Problem Solving: Comprehending the Math

I hope everyone had a marvelous Thanksgiving!  I'm loving that we are not in school today and with my own kids occupied with friends I've decided to take this opportunity to send out a quick post. 

Math has been on my mind.  I'm in the middle of reading this great book, Comprehending Math by Arthur Hyde.   


Here is what Hyde has to say about the braiding of math, reading and thinking : 
"For many years the teaching of mathematics and especially problem solving has suffered from insufficient attention to thinking and language.

YES, I totally agree! I've sat in way too many data analysis meetings with frustrated teachers.  We are seeing time and time again how students are ending up with answers that just don't make sense. They are getting confused by the language and are sometimes arriving at ridiculous answers.  They are clearly not understanding the problem. They are not thinking. 

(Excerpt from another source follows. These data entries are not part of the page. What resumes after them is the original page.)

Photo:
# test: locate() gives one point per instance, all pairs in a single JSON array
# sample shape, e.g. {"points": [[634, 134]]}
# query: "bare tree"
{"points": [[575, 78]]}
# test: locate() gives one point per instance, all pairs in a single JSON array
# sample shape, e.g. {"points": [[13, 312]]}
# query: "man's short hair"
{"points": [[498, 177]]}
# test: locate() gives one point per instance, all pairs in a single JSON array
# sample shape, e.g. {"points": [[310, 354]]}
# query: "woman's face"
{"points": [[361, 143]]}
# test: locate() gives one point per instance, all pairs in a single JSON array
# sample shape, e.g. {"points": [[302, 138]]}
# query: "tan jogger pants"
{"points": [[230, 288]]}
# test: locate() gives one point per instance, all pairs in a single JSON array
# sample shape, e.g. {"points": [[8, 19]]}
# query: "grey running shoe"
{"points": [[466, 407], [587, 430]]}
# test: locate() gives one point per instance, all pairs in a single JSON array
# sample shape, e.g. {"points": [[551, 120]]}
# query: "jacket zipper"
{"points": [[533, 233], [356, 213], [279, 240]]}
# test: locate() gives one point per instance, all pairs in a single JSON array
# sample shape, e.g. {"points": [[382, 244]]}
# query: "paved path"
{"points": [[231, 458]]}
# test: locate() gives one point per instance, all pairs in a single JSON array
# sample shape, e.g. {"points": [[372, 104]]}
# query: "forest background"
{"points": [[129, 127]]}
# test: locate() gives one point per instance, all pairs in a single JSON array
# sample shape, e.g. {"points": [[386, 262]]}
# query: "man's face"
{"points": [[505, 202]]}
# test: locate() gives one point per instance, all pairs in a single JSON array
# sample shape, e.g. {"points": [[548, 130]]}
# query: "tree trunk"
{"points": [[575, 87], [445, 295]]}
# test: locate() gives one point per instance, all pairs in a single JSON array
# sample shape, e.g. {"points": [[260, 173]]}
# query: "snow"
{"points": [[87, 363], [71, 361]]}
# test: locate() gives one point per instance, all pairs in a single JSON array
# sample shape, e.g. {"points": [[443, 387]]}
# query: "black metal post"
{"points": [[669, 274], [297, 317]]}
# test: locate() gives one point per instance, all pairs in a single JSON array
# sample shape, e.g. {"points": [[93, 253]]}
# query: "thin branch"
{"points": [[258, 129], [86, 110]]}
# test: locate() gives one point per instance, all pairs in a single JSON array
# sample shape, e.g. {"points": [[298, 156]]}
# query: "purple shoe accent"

Arthur Hyde argues the point against teaching "key or cue" words and sees it as part of the problem.  In his book he states: 
"What is the fundamental message the kids get when told to look for the key/cue word? Don't read the problem. Don't imagine the situation.  Just grab the numbers and compute." 

Again, I have to agree with him on this one.  I do believe that students need to know that words like: altogether, in all, sum and  total relate to the idea of combining and the result will be a larger number than what they started with.   What I don't want my students to do is over rely on just using key words to solve word problems.
 
I've had students who have struggled to the point of freezing up when attempting a word problem.
These same students have  become more successful in solving math problems after I've modeled a plan of attack.   My third graders are using a problem solving flow chart that relies heavily on comprehending the problem first and foremost. We use our "good reader strategies" and spend time telling the main idea or "who" "what" of each problem. Visualizing and verbalizing the action of the problem does wonders in helping students "see" the math.
Here is the sequence we use:  


Notice how step one is all about just reading and thinking. 
Step two requires students to use my number one reading strategy: Visualize the Action.  Students draw a math picture.  This is a simple pictoral representation of what is happening.  It is not an elaborate drawing. Students use easy to make symbols to stand for the people and things in the problem. 
Step three has them figuring out a strategy to solve the problem.  So often an appropriate strategy becomes apparent from the drawing of the math picture. 
The final step has students rewriting the question in the form of a statement and inserting their final answer. 
This forces students to think about the reasonableness of their answer.